Fiscal Policy Versus Monetary Policy – A Brief Review

By Cedric Welsch

This has always been the classic tradeoff that economists and governments need to decide on, in their attempts to stimulate economic growth. While, fiscal policy is mainly related to taxation and deficits, monetary policy is concerned with management of money supply and setting interest rate levels. The issue of inflation needs to be kept in mind, while developing the monetary policy.

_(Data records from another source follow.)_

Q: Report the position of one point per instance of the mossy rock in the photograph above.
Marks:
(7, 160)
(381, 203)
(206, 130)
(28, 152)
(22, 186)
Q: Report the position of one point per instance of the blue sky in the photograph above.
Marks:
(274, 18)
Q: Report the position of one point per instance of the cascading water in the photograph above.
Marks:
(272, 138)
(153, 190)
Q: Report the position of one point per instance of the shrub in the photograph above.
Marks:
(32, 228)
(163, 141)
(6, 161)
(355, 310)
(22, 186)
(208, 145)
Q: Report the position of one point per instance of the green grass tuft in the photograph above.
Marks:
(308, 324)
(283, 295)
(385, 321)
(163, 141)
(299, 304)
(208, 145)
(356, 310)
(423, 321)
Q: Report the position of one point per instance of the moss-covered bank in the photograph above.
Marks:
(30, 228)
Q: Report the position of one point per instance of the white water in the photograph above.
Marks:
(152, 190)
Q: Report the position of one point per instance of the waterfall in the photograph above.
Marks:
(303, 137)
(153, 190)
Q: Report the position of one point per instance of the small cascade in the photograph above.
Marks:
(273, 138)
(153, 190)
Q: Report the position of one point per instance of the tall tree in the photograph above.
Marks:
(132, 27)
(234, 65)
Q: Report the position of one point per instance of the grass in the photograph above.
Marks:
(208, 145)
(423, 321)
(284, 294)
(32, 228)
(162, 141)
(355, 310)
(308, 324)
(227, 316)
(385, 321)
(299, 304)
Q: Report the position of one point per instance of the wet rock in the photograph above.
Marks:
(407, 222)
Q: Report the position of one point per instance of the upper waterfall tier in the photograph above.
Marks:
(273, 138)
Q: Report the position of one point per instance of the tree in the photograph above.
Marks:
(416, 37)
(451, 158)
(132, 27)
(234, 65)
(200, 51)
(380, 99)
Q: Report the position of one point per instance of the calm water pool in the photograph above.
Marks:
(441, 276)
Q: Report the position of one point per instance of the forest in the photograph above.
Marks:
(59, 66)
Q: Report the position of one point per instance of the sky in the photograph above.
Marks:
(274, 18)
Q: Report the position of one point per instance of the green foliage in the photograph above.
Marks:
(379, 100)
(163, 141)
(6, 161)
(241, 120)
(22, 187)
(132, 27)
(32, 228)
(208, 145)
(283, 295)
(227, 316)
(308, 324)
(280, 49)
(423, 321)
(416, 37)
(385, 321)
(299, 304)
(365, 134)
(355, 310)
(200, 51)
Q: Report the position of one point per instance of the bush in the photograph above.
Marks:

Fiscal policy can be effectively used to influence economic growth by appropriately changing tax levels in the economy. Tax rate changes can also be done in a way such as to target certain sections of the economy or sectors by making specific changes in taxes. Thus reducing taxes on incomes of individuals can automatically increase the disposable income at the hands of consumers and encourage them to spend. Tax benefits for buying houses can help boost the housing sector. Similarly, fiscal policy can be used to stimulate various sectors of the economy. Monetary policy on the other hand has an overall impact, and by changing conditions that impact money supply, aggregate demand in the economy can be influenced.

The US President seems to now be engaging the fiscal policy lever to provide further stimulus to the US economy. Obama’s new agreement to extend the Bush era income tax cuts is likely to increase disposable income at the hand of consumer and could help provide a stimulus to consumer spending and the US economy. This move could also reduce the pressure on the US Fed with regard to its $600 billion bond purchase program to keep interest rates low. Effectively, fiscal policy is being used to stimulate the economy over monetary policy tools. Obama’s proposal sets the estate tax at the top rate of 35 percent, while extending aid for the long-term unemployed by thirteen months. The proposal would also allow companies to deduct the full cost of investments in equipment next year. Economists are of the view that this fiscal policy maneuver could raise US GDP next year by as much as 0.5% to 3.1%.

The income tax cuts is applicable to all wage earners and would result in savings of $800 for those with incomes of $40,000 and up to $2136 for those with incomes over $106,800. The Obama proposal is likely to cost the US government nearly $120 billion in what would have otherwise been collected as taxes. Effectively, US consumers would have an additional $120 billion to spend.

Assuming that the program gets a green signal and does not get caught in political crossfire, it is likely to boost demand in the US economy and should result in a reduction in unemployment gradually, setting in a positive and hopefully a self sustaining growth cycle. Economists are of the view that the program could lead to an increase in employment by as much as 2.7 million and bring down the unemployment rate to 8.7% from the present high of 9.8%.

An increase in demand in the US is likely to have ripple effects for economies around the world and with the US being the largest importer, Obama’s plan is likely to touch the lives of people around the world.